As mortes violentas por causa indeterminada, as chamadas MVCI, são uma classificação utilizada quando o Estado não consegue identificar a causa básica do óbito - se decorrente de acidentes, suicídios ou homicídio -, o que pode prejudicar o entendimento do cenário.

Segundo Cerqueira, não se sabe exatamente os motivos que levaram ao aumento expressivo, de mais de 23%, desse indicador em 2024. Mas, em geral, duas razões levam a essa alta: a incapacidade de elucidação de determinados casos e problemas relacionados à troca de informações entre órgãos governamentais.

Para dimensionar os impactos desse problema, os pesquisadores à frente do Atlas desenvolveram, eles próprios, um modelo que permite estimar, por meio de técnicas de machine learning (aprendizado de máquina), quantas dessas mortes violentas por causas indeterminadas podem ter sido "homicídios ocultos".

"A gente olha as pessoas que morreram por morte violenta e as características das vítimas e também do incidente em si", afirma Cerqueira. A partir desse conjunto de variáveis, o modelo indica quais casos podem ter sido assassinatos na prática, driblando possíveis subnotificações. O cálculo não é inédito - já foi feito também em outras edições da pesquisa - o que permite também comparar os dados com outros anos.
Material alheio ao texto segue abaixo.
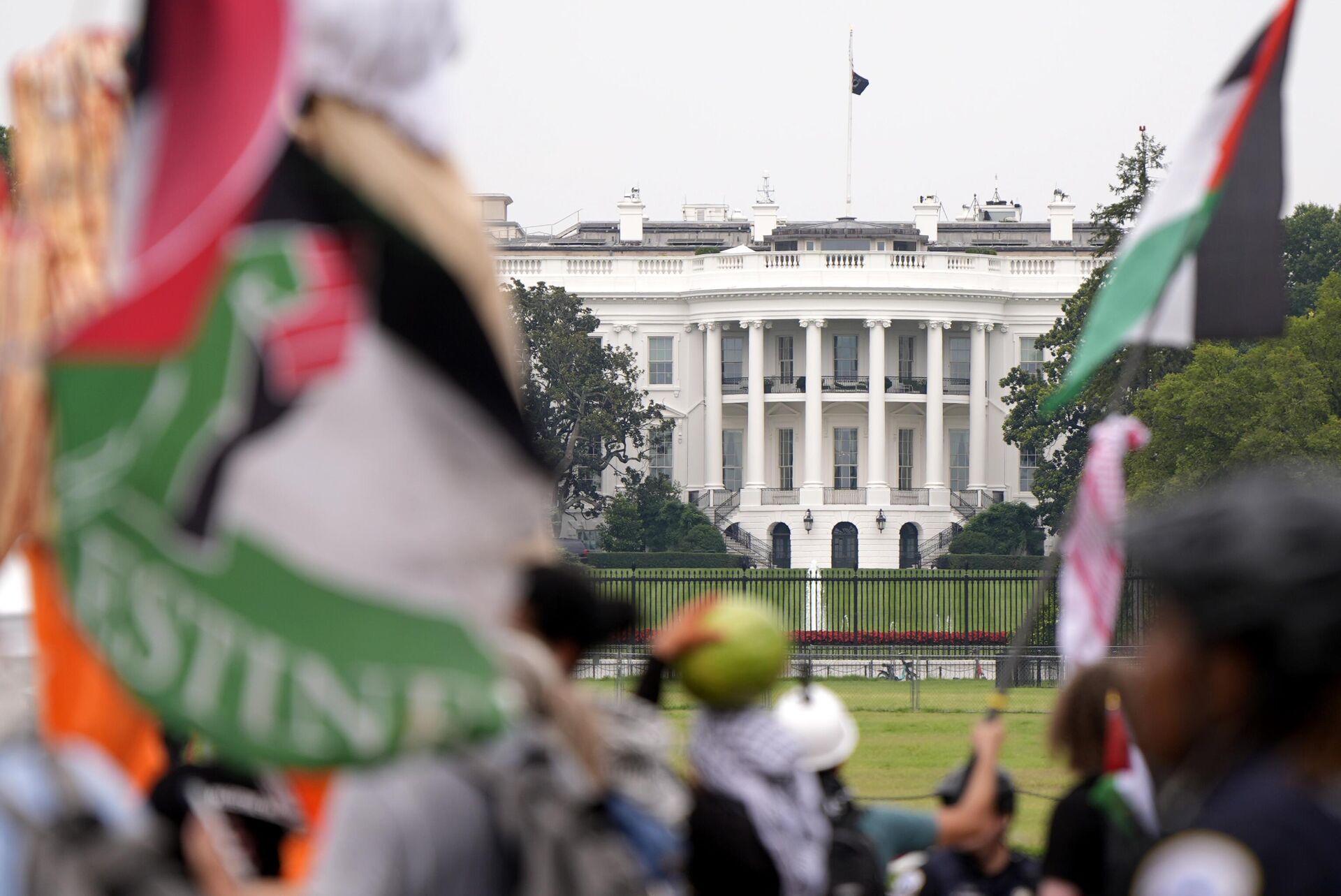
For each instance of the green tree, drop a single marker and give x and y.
(1135, 177)
(1312, 253)
(651, 517)
(1009, 527)
(1277, 402)
(621, 530)
(1062, 439)
(580, 397)
(7, 159)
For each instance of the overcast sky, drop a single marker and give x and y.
(566, 105)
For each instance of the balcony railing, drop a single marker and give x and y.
(847, 384)
(907, 385)
(784, 384)
(902, 267)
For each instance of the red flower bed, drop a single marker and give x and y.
(842, 639)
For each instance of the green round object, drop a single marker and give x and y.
(734, 671)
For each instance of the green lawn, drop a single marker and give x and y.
(905, 753)
(867, 600)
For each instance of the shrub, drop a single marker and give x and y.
(663, 559)
(989, 561)
(1010, 527)
(703, 538)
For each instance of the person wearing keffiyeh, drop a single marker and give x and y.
(758, 824)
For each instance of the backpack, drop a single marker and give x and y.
(853, 860)
(559, 839)
(74, 853)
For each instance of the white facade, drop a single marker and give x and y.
(888, 362)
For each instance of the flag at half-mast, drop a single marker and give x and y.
(1203, 259)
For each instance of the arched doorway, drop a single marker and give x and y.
(844, 546)
(782, 546)
(908, 555)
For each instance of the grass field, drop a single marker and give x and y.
(905, 753)
(861, 600)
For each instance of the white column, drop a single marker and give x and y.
(752, 490)
(877, 462)
(712, 405)
(813, 483)
(978, 405)
(935, 411)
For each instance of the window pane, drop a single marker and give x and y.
(661, 455)
(1027, 466)
(905, 459)
(660, 360)
(1030, 355)
(958, 352)
(845, 355)
(905, 355)
(733, 358)
(786, 364)
(958, 459)
(845, 457)
(733, 453)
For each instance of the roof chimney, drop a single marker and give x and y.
(1061, 215)
(927, 216)
(765, 211)
(631, 216)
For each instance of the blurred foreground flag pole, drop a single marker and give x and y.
(1208, 240)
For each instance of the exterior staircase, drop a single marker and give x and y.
(967, 505)
(721, 506)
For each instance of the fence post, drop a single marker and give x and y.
(965, 584)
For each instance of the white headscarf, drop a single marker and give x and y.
(386, 55)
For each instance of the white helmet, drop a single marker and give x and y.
(820, 724)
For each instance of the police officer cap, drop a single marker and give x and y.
(1256, 557)
(951, 789)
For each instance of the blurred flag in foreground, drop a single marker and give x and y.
(1093, 558)
(295, 491)
(1208, 240)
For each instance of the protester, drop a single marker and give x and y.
(868, 837)
(1240, 689)
(1094, 840)
(981, 867)
(756, 825)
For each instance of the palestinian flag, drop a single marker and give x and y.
(1203, 259)
(294, 483)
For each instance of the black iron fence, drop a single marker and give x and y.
(871, 610)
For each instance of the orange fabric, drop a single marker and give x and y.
(78, 695)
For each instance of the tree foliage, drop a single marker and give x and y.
(648, 515)
(1062, 439)
(1009, 527)
(1135, 177)
(580, 397)
(1312, 253)
(1277, 402)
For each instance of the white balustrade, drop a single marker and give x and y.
(590, 266)
(660, 266)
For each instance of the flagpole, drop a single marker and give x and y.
(848, 205)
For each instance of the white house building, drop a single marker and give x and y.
(833, 385)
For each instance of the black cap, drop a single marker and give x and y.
(565, 608)
(1256, 558)
(951, 789)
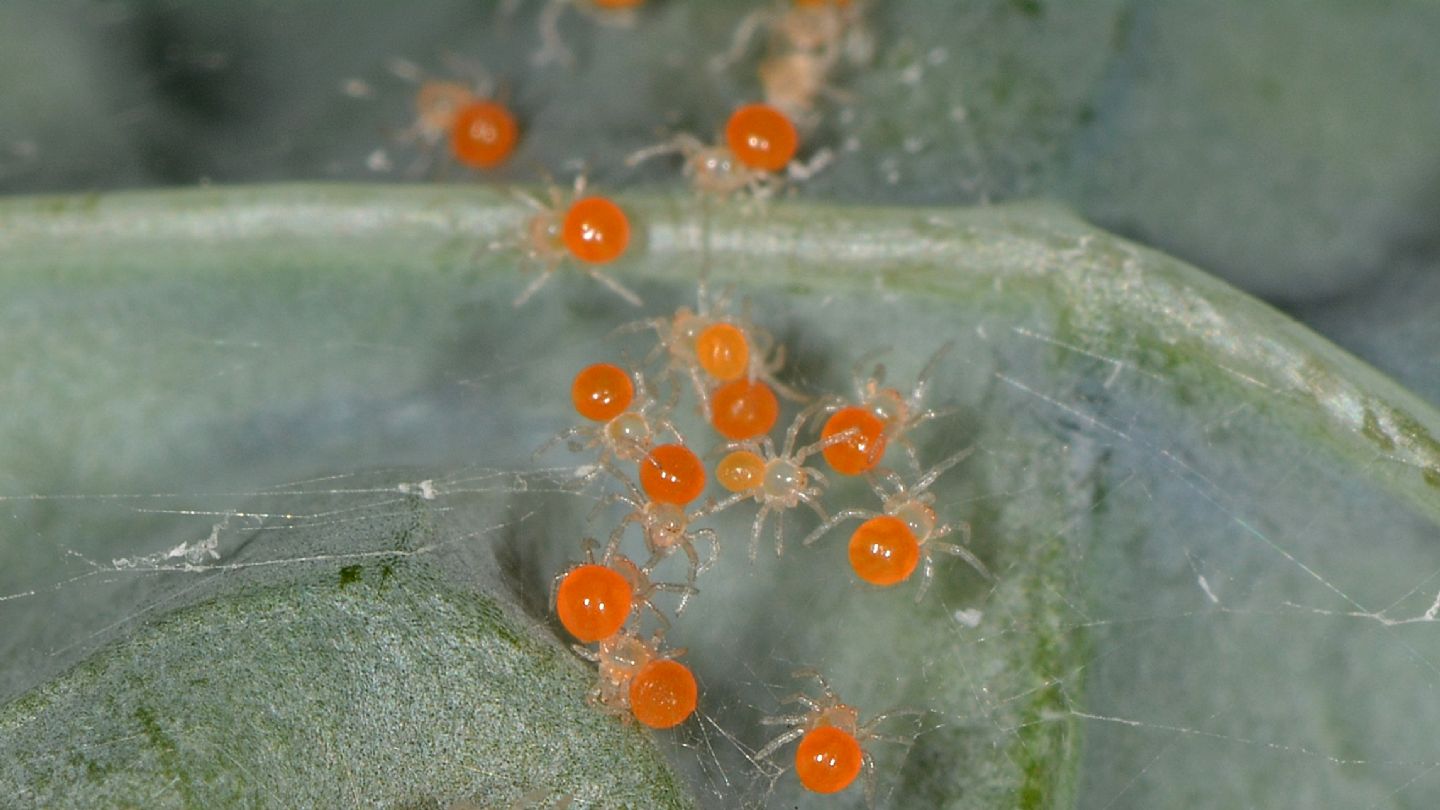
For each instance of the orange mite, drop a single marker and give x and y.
(594, 600)
(762, 137)
(663, 693)
(900, 414)
(723, 350)
(743, 410)
(759, 143)
(595, 229)
(864, 447)
(588, 229)
(483, 134)
(883, 551)
(892, 544)
(830, 754)
(828, 760)
(480, 130)
(709, 345)
(622, 418)
(775, 479)
(671, 473)
(602, 392)
(637, 682)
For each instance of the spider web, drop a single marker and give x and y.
(1230, 614)
(1195, 590)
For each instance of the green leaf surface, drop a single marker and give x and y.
(1170, 482)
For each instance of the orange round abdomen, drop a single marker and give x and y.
(723, 352)
(883, 551)
(743, 410)
(671, 473)
(602, 392)
(484, 134)
(594, 601)
(762, 137)
(864, 447)
(595, 229)
(663, 693)
(827, 760)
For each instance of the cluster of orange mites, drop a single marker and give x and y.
(730, 363)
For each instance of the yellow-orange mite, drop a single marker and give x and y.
(723, 350)
(866, 446)
(671, 473)
(743, 410)
(761, 137)
(663, 693)
(595, 229)
(884, 551)
(602, 392)
(828, 760)
(484, 134)
(740, 472)
(594, 601)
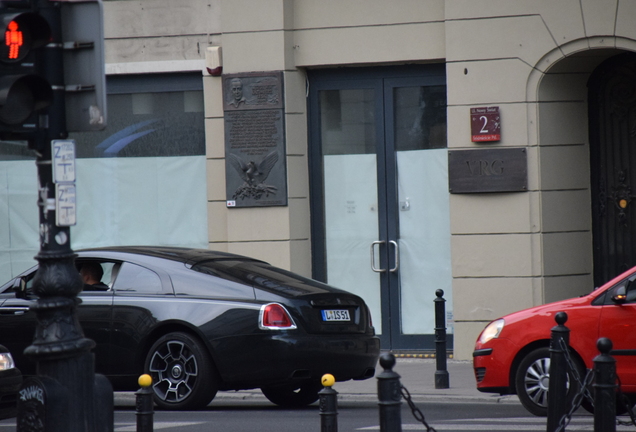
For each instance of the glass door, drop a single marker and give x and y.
(380, 197)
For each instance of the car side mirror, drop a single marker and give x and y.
(620, 296)
(19, 287)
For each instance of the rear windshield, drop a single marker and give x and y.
(263, 276)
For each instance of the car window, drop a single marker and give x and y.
(262, 275)
(105, 276)
(627, 286)
(132, 278)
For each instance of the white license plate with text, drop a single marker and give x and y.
(335, 315)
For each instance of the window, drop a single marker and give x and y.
(136, 279)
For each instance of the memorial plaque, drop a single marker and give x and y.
(488, 170)
(255, 168)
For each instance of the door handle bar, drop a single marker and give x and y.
(373, 267)
(396, 248)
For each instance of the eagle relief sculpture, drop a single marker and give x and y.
(254, 176)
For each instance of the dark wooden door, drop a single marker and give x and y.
(612, 120)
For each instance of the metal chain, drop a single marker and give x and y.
(577, 401)
(419, 416)
(628, 405)
(584, 387)
(574, 373)
(584, 391)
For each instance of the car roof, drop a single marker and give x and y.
(189, 256)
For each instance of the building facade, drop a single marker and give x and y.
(362, 79)
(482, 147)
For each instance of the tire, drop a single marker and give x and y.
(532, 381)
(290, 397)
(183, 375)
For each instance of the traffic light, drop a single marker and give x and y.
(23, 92)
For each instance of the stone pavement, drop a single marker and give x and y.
(416, 374)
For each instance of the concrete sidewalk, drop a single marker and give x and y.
(416, 374)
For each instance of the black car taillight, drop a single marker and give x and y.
(274, 316)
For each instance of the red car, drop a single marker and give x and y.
(512, 353)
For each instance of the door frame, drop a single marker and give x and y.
(377, 78)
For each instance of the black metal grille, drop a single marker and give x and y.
(612, 120)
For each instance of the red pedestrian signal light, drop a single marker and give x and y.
(21, 32)
(14, 39)
(24, 92)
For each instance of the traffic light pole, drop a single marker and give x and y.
(68, 394)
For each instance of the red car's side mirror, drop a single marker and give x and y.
(620, 296)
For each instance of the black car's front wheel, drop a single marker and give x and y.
(293, 397)
(183, 376)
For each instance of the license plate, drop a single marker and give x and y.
(335, 315)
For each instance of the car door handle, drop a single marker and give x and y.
(396, 249)
(373, 267)
(13, 310)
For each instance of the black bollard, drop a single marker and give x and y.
(557, 387)
(328, 405)
(389, 395)
(604, 388)
(441, 374)
(144, 405)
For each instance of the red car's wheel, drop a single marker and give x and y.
(533, 378)
(291, 397)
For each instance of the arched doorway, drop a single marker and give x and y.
(612, 128)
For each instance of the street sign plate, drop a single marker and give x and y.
(63, 155)
(65, 205)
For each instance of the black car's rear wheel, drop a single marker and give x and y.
(293, 397)
(183, 376)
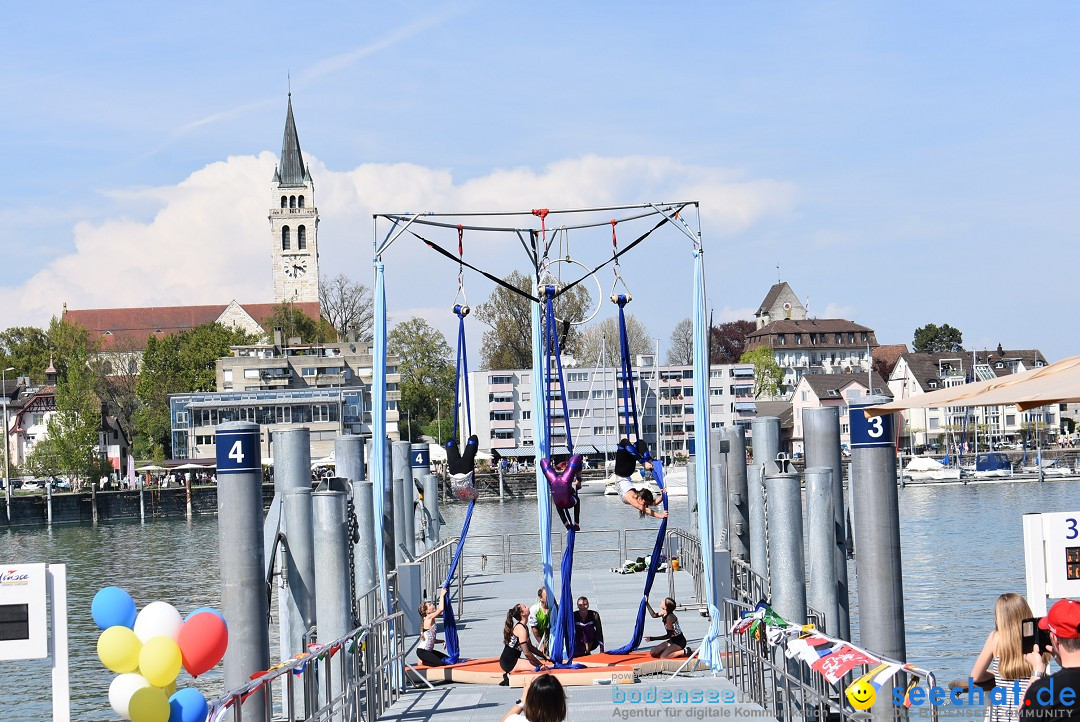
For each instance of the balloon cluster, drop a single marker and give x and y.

O Atlas estima que, em 2024, o Brasil teve 7.083 casos de homicídios ocultos, alta de 88,6% em relação aos cerca de 3,7 mil registros do ano anterior. Com isso, a taxa desse indicador para cada 100 mil habitantes saltou de 1,8 para 3,3. Como consequência, os homicídios ocultos passaram a responder por 14,3% dos homicídios estimados em 2024 - em 2023, essa parcela era de 7,6%.

Diante disso, os pesquisadores calculam que, no ano de análise, o Brasil pode ter tido, na verdade, 49.673 homicídios estimados, que correspondem à soma entre os casos oficialmente registrados e os homicídios ocultos. O número representa um leve aumento em relação às 49,5 mil ocorrências estimadas de 2023, com uma variação de 0,3%.

Ao mesmo tempo, a taxa de homicídios apresenta queda de 0,4%, caindo de 23,5 para 23,4 assassinatos para cada 100 mil habitantes. "É uma queda histórica que estamos vivenciando, mas que, principalmente neste último ano (de análise) acabou ficando um pouco na sombra da piora da qualidade dos dados", afirma Cerqueira.

A Secretaria da Segurança Pública e Defesa Social do Ceará afirma que, neste ano, com os investimentos realizados pela gestão estadual e a intensificação das ações policiais, os municípios cearenses mencionados no estudo apresentaram diminuição nos índices de mortes por crimes violentos e de crimes contra o patrimônio, além de apresentar aumento nas apreensões de armas de fogo e prisões.

A pasta afirma que em Maranguape, cidade com a maior taxa de homicídios estimados em 2024 do País (87,2), a diminuição dos crimes violentos letais e intencionais (CVLIs) foi de 95,8% de janeiro a abril deste ano na comparação com o mesmo período do ano passado. Em municípios como Maracanaú e Caucaia, houve reduções de 90,4% e 39,1%, respectivamente, ainda segundo a secretaria.

"Considerando os CVLIs do quadrimestre em todo o Ceará deste ano, foram 346 crimes a menos, em comparação com o primeiro quadrimestre de 2025. Nos quatro primeiros meses de 2026, aconteceram 585 mortes violentas, contra 931 ocorrências no mesmo período do ano passado, uma redução de 37,2%", acrescenta.

Já a Secretaria da Segurança Pública da Bahia afirma que, conforme os registros policiais, as mortes violentas apresentaram reduções consecutivas nos últimos três anos (2023, 2024 e 2025) no Estado. "Em 2024 (ano base da pesquisa), a polícia contabilizou uma queda de 8,7% nos registros de crimes graves contra a vida (homicídio, latrocínio e lesão dolosa seguida de morte)", afirma, em nota.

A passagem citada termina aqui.